È stata sottoscritta, oggi 21 luglio 2026, la preintesa per il rinnovo del contratto del comparto Funzioni Locali relativo al triennio 2025-2027. Un accordo che la Fp Cgil definisce come un primo, fondamentale passo verso la riduzione dello storico divario retributivo che penalizza chi lavora nei Comuni e nelle Province rispetto ad altre amministrazioni pubbliche.
Le principali novità del nuovo accordo:
- Riduzione del gap salariale: Per la prima volta viene istituito un fondo a carico dello Stato per finanziare una nuova indennità di comparto, con l’obiettivo di parificare gradualmente gli stipendi delle Funzioni Locali a quelli delle Funzioni Centrali.
- Tutela del potere d’acquisto: “Il rinnovo prevede aumenti stipendiali superiori all’inflazione programmata e include una clausola di salvaguardia a tutela dei salari in caso di aumenti improvvisi del costo della vita”.

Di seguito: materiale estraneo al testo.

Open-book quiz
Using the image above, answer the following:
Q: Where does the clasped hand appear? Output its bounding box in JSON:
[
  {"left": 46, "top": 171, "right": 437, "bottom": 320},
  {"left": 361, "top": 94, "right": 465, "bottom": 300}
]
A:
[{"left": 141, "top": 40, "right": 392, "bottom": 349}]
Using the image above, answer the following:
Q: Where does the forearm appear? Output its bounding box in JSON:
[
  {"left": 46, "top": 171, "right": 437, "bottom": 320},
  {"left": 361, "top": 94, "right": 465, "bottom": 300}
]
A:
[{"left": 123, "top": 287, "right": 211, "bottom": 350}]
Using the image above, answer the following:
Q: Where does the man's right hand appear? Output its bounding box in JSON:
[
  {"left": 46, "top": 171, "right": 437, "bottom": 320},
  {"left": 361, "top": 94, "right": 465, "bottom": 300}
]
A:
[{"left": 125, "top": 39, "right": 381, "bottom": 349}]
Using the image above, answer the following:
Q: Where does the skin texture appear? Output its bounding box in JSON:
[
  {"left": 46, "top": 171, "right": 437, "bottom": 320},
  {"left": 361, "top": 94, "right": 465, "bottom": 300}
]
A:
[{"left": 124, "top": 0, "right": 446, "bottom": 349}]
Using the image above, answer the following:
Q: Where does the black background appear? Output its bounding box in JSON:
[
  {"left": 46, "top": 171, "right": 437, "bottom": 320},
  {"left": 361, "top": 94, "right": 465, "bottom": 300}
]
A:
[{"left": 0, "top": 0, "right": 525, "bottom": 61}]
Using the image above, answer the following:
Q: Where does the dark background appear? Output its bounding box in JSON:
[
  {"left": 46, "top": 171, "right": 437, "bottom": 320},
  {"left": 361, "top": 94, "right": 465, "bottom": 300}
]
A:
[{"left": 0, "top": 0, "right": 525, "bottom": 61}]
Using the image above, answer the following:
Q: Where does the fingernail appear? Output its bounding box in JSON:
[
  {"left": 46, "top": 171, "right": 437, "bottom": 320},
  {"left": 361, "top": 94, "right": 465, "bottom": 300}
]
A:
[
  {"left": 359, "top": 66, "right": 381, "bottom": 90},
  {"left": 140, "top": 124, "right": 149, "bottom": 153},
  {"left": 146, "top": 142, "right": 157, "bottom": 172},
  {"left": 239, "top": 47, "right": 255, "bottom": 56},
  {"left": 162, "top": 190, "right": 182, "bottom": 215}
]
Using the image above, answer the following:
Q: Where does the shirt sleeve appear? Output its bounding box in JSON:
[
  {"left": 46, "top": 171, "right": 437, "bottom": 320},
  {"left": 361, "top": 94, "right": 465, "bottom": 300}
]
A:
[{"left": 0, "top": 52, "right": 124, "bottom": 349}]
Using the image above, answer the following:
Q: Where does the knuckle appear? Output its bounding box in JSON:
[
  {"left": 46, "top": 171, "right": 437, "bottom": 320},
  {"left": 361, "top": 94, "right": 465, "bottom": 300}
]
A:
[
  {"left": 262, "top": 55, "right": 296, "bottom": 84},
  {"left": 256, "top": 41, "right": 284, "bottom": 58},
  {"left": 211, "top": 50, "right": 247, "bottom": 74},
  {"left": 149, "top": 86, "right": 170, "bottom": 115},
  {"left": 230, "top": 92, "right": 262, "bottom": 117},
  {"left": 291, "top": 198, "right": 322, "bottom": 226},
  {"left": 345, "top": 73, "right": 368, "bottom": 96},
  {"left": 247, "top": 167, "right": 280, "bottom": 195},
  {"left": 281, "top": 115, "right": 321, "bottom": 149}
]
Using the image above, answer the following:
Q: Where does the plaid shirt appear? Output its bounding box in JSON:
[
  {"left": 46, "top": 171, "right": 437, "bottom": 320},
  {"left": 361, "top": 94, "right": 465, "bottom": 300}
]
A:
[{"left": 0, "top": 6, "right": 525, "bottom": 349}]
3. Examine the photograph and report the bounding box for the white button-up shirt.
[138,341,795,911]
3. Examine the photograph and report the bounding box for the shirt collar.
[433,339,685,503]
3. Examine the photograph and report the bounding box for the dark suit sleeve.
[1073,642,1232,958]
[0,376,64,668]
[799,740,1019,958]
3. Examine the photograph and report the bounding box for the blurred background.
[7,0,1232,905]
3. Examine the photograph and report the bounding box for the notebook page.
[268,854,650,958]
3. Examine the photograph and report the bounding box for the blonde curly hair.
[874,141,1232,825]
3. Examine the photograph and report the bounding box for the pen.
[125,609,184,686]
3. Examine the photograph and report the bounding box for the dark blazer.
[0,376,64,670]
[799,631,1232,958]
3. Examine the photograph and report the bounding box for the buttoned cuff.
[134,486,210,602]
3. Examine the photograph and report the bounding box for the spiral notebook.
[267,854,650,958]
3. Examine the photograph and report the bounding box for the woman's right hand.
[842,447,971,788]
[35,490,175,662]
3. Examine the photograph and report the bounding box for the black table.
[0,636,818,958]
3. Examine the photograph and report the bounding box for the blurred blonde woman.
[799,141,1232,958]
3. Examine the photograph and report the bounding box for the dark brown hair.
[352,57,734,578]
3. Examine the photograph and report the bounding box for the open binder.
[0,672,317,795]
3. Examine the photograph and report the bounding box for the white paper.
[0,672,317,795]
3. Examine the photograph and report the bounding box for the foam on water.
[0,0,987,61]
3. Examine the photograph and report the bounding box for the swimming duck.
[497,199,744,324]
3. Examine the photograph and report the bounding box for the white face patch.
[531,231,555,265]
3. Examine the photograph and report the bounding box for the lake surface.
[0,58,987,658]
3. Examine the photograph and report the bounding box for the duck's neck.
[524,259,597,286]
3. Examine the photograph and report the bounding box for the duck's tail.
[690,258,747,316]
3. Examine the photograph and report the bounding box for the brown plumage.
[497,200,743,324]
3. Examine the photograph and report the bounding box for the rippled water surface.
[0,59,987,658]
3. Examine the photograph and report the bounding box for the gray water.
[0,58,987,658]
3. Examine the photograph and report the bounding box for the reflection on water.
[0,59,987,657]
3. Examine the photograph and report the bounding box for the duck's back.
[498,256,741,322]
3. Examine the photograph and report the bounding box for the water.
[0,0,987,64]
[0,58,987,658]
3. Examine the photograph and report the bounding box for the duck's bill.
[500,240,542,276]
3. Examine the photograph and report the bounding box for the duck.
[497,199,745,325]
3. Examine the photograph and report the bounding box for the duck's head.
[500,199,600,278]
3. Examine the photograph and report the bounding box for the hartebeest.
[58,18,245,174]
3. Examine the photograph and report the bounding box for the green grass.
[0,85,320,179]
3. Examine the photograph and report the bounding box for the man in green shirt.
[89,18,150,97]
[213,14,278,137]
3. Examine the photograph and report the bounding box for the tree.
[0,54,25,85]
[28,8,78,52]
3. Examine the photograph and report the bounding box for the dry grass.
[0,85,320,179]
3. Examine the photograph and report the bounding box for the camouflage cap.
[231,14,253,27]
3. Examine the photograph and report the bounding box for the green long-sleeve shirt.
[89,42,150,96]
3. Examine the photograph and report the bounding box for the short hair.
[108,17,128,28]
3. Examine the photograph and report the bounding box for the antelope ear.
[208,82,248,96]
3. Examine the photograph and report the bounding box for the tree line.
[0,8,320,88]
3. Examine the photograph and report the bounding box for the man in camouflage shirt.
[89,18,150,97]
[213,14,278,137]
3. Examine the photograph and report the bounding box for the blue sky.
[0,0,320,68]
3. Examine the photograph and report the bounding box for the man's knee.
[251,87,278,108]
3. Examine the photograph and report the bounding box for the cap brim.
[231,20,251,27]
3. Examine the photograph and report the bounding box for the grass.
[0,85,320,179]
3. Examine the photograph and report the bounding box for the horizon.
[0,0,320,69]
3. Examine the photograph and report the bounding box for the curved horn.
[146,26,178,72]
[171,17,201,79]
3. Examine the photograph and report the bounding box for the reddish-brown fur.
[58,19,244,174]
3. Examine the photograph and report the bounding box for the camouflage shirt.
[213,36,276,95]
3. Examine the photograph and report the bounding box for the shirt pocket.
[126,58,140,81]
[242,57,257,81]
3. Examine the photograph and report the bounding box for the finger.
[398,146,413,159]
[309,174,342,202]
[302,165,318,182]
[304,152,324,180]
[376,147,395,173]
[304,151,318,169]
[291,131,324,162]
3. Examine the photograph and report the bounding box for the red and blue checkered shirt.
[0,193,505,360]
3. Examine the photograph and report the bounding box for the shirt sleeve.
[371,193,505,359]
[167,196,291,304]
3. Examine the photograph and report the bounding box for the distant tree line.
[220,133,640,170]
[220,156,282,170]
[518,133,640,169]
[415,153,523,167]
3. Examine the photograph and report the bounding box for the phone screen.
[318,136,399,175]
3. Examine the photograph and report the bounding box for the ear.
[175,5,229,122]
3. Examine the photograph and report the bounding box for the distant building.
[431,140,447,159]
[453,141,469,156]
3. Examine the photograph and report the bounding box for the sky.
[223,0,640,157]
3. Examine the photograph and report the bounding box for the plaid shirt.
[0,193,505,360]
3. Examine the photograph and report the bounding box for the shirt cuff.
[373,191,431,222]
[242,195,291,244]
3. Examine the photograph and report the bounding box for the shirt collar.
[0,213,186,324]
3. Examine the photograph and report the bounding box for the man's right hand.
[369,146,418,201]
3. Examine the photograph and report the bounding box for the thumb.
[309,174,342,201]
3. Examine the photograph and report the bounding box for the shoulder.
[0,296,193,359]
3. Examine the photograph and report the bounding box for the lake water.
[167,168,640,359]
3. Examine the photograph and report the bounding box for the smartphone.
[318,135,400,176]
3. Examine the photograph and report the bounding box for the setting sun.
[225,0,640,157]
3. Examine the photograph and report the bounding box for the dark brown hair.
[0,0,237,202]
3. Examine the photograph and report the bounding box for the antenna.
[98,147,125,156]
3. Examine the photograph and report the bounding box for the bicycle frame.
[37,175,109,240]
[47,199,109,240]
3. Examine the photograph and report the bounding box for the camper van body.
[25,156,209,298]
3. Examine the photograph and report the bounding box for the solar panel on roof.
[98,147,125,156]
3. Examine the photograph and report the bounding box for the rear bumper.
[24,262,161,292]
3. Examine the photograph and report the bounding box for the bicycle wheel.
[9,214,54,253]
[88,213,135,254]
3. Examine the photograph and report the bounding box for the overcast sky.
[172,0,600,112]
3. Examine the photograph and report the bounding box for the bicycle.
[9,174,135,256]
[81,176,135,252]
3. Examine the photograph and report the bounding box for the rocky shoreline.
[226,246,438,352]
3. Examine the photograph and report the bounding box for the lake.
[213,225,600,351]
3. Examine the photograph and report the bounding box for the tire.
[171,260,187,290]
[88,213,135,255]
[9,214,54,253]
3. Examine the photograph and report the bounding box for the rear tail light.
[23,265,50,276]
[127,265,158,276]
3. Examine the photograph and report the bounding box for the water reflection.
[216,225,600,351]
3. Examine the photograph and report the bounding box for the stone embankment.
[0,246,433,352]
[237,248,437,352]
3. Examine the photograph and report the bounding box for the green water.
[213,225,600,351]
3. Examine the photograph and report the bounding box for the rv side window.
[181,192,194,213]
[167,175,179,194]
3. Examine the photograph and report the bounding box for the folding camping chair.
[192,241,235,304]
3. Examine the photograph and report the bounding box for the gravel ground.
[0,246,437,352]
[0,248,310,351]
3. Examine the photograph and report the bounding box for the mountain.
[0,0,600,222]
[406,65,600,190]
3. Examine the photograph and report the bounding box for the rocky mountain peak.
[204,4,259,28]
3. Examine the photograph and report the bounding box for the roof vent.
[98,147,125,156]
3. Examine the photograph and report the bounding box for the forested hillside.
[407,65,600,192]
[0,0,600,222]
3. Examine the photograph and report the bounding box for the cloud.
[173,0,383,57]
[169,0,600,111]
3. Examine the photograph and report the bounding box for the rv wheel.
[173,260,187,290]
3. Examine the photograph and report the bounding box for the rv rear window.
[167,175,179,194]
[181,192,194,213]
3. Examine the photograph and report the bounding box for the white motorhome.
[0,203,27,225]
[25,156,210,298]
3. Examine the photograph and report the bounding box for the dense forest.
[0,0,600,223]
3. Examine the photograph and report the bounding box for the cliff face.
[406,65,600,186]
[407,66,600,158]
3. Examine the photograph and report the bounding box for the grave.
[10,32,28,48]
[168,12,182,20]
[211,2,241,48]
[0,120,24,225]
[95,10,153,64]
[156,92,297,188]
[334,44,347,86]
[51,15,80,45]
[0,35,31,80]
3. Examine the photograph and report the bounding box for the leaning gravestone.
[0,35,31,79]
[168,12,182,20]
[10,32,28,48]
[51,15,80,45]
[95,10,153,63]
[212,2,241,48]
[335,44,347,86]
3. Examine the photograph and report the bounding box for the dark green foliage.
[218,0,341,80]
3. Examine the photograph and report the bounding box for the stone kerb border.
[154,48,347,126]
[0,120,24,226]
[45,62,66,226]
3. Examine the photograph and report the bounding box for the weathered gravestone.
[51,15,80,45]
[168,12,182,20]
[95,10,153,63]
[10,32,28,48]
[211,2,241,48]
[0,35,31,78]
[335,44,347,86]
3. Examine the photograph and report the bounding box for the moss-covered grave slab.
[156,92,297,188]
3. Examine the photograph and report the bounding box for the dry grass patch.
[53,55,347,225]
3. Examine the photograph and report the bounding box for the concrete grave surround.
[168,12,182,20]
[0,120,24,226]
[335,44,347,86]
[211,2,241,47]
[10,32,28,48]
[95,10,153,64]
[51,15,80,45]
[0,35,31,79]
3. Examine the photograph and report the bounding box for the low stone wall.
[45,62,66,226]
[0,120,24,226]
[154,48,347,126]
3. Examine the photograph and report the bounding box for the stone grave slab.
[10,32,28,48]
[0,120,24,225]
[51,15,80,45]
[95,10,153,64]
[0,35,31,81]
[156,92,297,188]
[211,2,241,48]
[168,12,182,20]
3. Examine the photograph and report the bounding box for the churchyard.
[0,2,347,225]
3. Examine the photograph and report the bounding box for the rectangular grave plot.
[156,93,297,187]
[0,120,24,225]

- Più diritti per i nuovi assunti: Viene introdotta l’equiparazione delle ferie annue tra personale neoassunto e dipendenti con maggiore anzianità.
- Innovazione e inclusione: Il testo affronta temi cruciali come la regolamentazione dell’intelligenza artificiale, il rafforzamento delle tutele per la disabilità, la trasparenza salariale e la parità di genere.
- Personale educativo e scolastico: È stato preso l’impegno a definire, con la prima norma utile, tempi e finanziamenti per il rinquadramento e la riqualificazione di tutto il personale coinvolto.
Secondo il Segretario Generale della Fp Cgil, Federico Bozzanca, l’accordo è il frutto di una lunga battaglia sindacale per aumentare l’attrattività del settore e contrastare le dimissioni del personale verso altre amministrazioni. Tuttavia, la mobilitazione non si ferma: il sindacato ha già annunciato che chiederà un ulteriore potenziamento delle risorse statali nella prossima Legge di Bilancio.